I used D400 only when I was a student, 20 years ago: exactly when the current version came out. Back then I didn’t know what to look at, and my exposure and development were not optimal, so I can’t say anything first hand.
From reading -for years- hundreds of posts in Photrio, Leica Forum, FADU, largeformatphotography, rangefinderforum, Photo.net, etc., this is what I conclude:
Delta400 is a bit slower than HP5+: lots of users report horrible grain growth and blocked highlights at EI400: that’s common mostly with D-76/ID-11. It seems at 400 in MQ developers D400 has a contrasty/pushed look. I’d say this comes many times from HP5+ users who know by experience the lowish native contrast of HP5+.

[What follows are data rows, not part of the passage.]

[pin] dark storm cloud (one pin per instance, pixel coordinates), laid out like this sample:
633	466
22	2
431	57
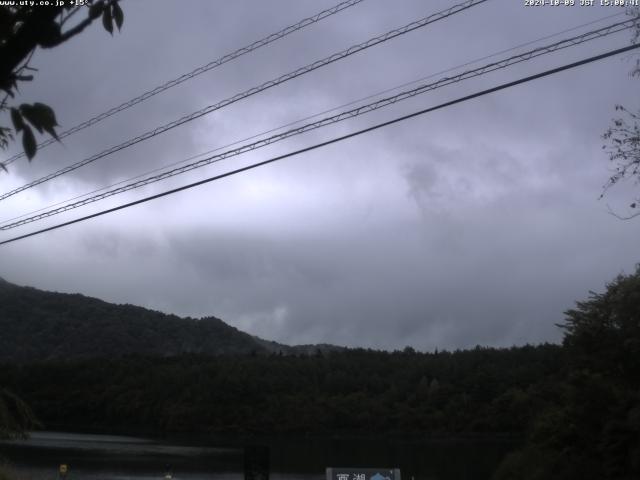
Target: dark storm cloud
477	224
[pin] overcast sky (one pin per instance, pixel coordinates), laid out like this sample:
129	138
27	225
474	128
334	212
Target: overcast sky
475	224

Its slightly lower speed makes a lot of users say EI200 is correct. I’d say the film was called 400 for DD-X use, the same way TMX and TMY are not really 100 and 400 in D-76 unless we push development a little, but those two reach box speed in TMaxDev with great tone.
Most users reporting great tone and great image structure with D400 use metol developers, like Perceptol and Barry Thornton’s 2 bath developer, exposing at 200 or 250. For sunny scenes wet printed, diluted Perceptol seems the best option for controlled highlights and best grain.
All this is nothing new, and not really far from HP5+, but as D400 doesn’t have the same “different speed grain layers” as often called, it’s not a film equally good, for uprating, as HP5+, or at least not to the same degree: HP5+ can be beautiful at EI3200 for wet printing overcast scenes, while I’d say D400 at EI800 is fine, but at EI1600 probably it’s a better idea using HP5+.
I’m not very interested in D400 for pushing or for street, but I’d like to see its best version for 35mm wet printing for mixed scenes rolls. Xtol doesn’t produce beautiful sharp grain with D400 when it’s wet printed, as far as I know, but if it does, it would be good to take a look.
Of course, scanning is a different field, and software/virtual sharpening can create things that are not in the negative.
Especially, it would be cool to see if D400 has its own look, and its own grain too, as beautiful as those of Tri-X when it’s correctly exposed and correctly developed for wet printed sharp present grain, but with high resolving power and great clean tone despite its present grain in the whole 35mm frame.